Interactive civil rights monument makes stop at King Center

The ‘Blank Slate’ monument includes a screen that displays messages from visitors who come to see it. It’s at the King Center through Sept. 4.

Emil Moffatt/WABE News

The “Blank Slate: Hope for a New America” monument is so well-traveled, it remains perched on a flat-bed truck that’s hauled it to a dozen of cities across the country this summer.

The latest unveiling was at the King Center in Atlanta last Friday, in honor of the 58th anniversary of the March on Washington D.C. and Martin Luther King Jr.’s “I Have a Dream” speech.
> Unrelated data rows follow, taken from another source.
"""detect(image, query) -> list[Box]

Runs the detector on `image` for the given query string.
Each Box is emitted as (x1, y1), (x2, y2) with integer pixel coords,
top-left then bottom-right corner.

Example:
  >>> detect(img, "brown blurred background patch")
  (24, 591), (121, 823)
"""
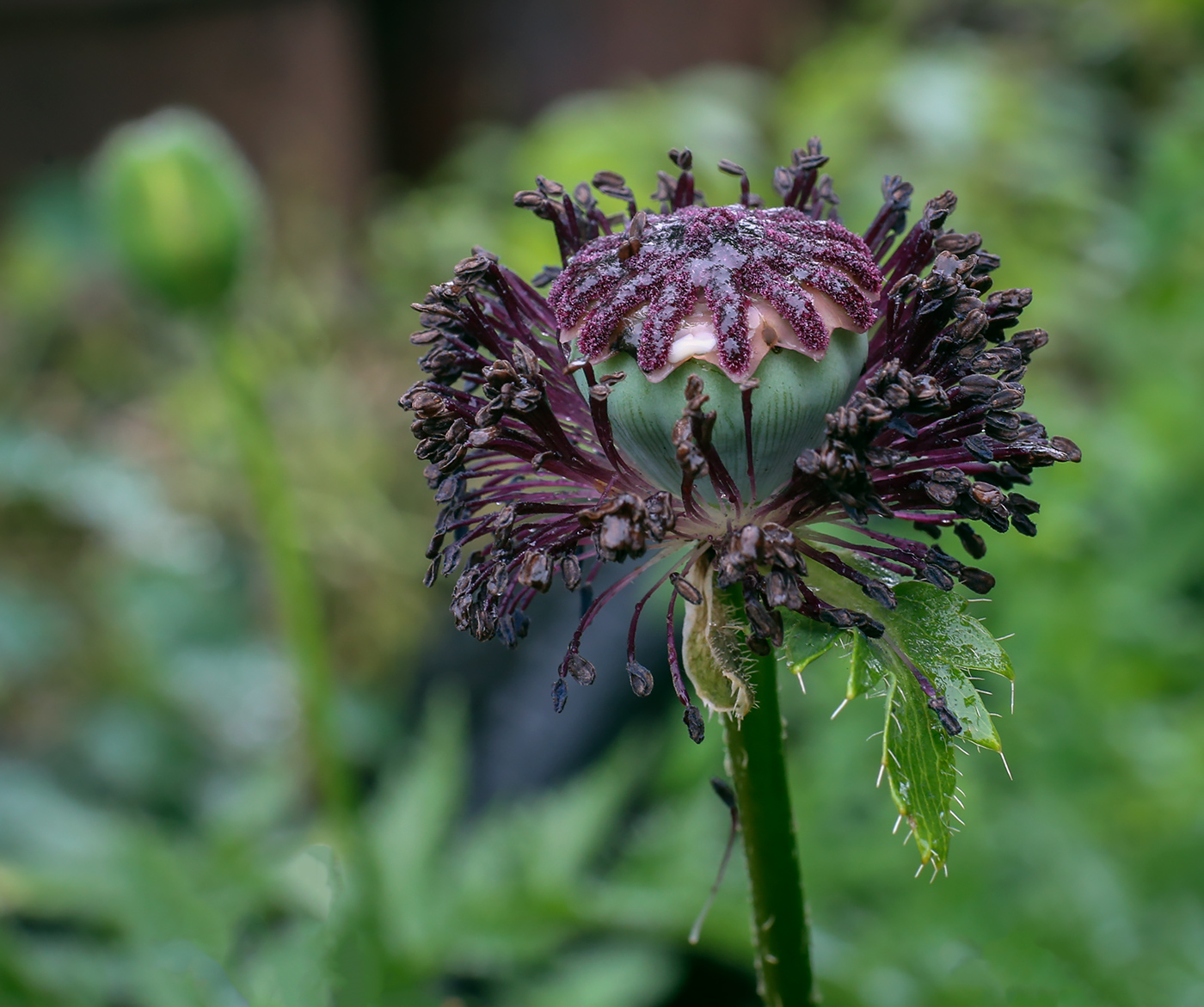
(0, 0), (818, 208)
The monument is a towering statue featuring four African-Americans. After a purple cloth was removed from the statue, the sculptor,  38-year-old Kwame Akoto-Bamfo, described his creation from the bottom up, starting with a slave, kneeling on the ground: “there we see him, bonded, chained, he probably didn’t even know English,” Akoto-Bamfo said.
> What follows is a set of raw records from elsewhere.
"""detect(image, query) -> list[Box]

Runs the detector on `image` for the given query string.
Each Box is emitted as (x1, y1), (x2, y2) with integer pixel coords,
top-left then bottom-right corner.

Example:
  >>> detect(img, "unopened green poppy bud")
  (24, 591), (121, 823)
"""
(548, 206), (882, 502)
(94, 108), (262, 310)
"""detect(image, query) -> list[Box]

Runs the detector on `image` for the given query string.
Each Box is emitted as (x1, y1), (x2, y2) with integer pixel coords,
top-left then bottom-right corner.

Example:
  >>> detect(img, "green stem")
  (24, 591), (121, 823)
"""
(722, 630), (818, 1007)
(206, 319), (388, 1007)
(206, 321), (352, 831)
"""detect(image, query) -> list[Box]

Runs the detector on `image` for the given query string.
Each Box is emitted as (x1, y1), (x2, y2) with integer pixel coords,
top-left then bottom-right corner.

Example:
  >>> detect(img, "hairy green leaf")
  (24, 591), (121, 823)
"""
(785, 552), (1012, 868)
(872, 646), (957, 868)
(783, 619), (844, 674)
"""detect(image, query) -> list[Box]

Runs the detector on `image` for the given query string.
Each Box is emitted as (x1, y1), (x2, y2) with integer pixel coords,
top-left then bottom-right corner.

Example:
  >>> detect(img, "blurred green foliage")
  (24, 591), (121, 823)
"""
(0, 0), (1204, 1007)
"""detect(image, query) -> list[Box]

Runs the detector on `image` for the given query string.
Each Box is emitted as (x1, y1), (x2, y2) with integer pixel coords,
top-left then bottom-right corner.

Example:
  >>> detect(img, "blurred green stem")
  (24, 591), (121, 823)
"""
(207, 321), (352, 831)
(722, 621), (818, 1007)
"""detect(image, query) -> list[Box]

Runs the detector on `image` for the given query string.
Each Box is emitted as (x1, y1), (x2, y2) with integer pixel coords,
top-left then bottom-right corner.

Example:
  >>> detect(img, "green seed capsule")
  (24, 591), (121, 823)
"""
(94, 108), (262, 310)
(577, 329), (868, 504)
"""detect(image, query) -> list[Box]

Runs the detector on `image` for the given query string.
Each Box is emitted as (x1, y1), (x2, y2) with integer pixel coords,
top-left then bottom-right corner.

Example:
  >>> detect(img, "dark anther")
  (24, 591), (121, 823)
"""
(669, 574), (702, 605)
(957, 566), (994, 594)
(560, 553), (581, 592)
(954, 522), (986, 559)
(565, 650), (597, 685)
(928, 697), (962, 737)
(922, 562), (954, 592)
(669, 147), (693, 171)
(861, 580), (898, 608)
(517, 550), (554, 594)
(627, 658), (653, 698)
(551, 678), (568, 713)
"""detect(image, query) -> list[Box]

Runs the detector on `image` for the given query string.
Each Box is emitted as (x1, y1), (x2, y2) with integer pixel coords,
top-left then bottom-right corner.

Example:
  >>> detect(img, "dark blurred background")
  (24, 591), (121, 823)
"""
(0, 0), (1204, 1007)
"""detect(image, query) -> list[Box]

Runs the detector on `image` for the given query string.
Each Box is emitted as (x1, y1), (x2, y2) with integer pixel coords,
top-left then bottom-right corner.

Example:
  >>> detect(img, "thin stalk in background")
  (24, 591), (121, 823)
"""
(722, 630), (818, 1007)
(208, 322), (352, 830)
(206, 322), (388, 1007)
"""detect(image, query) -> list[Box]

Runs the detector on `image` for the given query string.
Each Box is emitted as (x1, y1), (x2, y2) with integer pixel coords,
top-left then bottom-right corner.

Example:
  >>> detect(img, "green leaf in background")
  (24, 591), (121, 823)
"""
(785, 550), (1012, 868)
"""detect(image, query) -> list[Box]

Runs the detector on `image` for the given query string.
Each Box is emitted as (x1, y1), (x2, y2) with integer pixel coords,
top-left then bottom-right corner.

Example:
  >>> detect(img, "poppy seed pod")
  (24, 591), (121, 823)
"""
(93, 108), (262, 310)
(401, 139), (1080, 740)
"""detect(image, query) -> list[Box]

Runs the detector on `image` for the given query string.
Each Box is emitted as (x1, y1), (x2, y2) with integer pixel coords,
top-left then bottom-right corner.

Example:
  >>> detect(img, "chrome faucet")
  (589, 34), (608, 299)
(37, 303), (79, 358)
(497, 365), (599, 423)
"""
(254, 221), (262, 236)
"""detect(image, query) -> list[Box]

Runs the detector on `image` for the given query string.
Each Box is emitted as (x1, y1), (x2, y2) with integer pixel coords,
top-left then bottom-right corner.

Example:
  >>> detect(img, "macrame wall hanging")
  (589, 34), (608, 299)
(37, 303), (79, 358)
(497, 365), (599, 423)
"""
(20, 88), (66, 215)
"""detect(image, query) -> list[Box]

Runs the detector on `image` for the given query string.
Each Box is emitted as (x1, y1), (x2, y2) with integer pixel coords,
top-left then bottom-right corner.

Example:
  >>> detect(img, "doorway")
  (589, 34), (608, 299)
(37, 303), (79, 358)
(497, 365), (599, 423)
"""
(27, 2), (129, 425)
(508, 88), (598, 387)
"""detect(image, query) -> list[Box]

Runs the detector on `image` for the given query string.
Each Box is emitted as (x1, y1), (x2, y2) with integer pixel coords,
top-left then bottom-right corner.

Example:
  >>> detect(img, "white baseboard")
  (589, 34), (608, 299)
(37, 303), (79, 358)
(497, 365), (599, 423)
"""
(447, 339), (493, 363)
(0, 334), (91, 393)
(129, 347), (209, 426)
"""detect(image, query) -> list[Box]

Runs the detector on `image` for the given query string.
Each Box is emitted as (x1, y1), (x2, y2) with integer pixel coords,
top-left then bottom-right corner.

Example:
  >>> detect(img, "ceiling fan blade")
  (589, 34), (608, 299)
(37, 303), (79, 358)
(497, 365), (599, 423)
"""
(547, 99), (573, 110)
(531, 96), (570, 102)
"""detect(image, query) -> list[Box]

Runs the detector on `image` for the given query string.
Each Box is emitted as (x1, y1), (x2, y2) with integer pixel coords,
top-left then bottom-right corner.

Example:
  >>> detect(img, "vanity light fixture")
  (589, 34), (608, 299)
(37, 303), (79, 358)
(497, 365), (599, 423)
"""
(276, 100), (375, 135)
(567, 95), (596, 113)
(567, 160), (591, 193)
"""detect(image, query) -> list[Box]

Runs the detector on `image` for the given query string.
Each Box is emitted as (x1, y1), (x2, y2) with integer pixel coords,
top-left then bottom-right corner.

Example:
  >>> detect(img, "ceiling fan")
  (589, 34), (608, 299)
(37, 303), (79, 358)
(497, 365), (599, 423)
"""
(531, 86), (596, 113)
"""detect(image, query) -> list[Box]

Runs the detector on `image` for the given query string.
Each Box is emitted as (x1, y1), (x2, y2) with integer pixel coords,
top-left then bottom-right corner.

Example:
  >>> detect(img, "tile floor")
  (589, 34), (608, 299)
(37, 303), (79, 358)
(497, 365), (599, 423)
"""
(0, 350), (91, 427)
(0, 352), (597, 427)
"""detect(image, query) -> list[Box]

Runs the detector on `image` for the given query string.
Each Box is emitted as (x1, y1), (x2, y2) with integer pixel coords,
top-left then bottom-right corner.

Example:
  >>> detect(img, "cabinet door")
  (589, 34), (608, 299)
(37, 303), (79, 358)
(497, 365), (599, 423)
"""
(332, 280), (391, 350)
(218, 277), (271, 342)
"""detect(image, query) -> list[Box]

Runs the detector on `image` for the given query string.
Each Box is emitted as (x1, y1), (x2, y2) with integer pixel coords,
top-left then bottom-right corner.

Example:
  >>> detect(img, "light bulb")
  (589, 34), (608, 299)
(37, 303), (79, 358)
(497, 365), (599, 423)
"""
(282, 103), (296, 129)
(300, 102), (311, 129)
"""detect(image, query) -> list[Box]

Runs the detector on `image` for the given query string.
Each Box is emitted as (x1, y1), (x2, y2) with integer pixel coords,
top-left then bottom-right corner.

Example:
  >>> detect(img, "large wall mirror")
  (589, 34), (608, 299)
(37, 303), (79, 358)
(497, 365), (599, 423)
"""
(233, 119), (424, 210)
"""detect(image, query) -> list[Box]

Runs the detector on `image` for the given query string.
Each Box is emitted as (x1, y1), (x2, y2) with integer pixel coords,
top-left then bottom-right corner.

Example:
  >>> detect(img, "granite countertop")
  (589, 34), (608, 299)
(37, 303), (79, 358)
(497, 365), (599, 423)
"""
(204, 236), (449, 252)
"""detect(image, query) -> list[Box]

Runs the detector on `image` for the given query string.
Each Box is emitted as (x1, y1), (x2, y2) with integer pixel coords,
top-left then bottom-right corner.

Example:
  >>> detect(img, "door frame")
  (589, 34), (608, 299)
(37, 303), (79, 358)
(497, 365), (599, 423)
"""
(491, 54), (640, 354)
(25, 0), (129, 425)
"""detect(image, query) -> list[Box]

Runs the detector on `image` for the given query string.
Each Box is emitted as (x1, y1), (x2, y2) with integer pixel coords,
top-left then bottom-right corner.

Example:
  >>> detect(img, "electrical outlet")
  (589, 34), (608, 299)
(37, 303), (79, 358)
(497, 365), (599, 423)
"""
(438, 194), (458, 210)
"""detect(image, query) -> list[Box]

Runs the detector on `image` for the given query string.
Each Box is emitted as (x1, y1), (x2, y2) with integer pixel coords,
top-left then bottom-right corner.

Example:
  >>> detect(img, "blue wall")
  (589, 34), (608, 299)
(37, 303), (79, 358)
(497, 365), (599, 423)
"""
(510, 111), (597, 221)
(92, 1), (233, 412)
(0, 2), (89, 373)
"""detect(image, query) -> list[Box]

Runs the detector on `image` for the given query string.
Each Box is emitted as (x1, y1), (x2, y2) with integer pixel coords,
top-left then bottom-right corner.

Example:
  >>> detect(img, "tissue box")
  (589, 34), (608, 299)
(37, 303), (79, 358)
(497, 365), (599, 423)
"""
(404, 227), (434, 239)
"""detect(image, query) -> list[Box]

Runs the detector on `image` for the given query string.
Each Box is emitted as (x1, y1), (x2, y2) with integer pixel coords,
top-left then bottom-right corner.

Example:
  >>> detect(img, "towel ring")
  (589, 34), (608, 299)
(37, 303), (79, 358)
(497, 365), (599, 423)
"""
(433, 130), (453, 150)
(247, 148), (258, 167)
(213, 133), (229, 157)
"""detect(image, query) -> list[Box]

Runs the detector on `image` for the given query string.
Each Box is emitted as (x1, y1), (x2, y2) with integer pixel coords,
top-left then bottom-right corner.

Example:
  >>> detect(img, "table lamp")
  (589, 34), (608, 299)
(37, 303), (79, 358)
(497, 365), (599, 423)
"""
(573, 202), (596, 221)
Standing on the slave’s back, is a Civil War soldier, a Black man dressed in the uniform of the north, “he fought for what he believed in,” Akoto-Bamfo continued. “He fought for freedom that he never saw.”

And at the very top of the statue, stands a Black mother with a child on her back, holding a lantern in one hand and a blank slate in the other.  That’s what makes this statue interactive: the slate is electronic and can display messages written by visitors.

“So that we may see the words of everybody else who has something to say,” Akoto-Bamfo said. “And everybody else who wants to share their thoughts, their dreams, their frustrations on racial injustice in America.”

Akoto-Bamfo says he created the statue as a response to the hundreds of Confederate monuments still standing in the U.S.

Sculptor Kwame Akoto-Bamfo of Ghana sits next to the Rev. Bernice King before the unveiling of his traveling civil rights monument. (Emil Moffatt/WABE)

The daughter of Martin Luther King Jr., the Rev. Bernice King, says works like these, along with the performing arts can often help society transcend evil and inequality.

“No matter what expression, art has a way of reaching our sensibilities and awakening our humanity,” she said.

The Blank Slate monument is on display, outdoors at the King Center from 10 a.m. until 5 p.m., through Saturday, Sept. 4.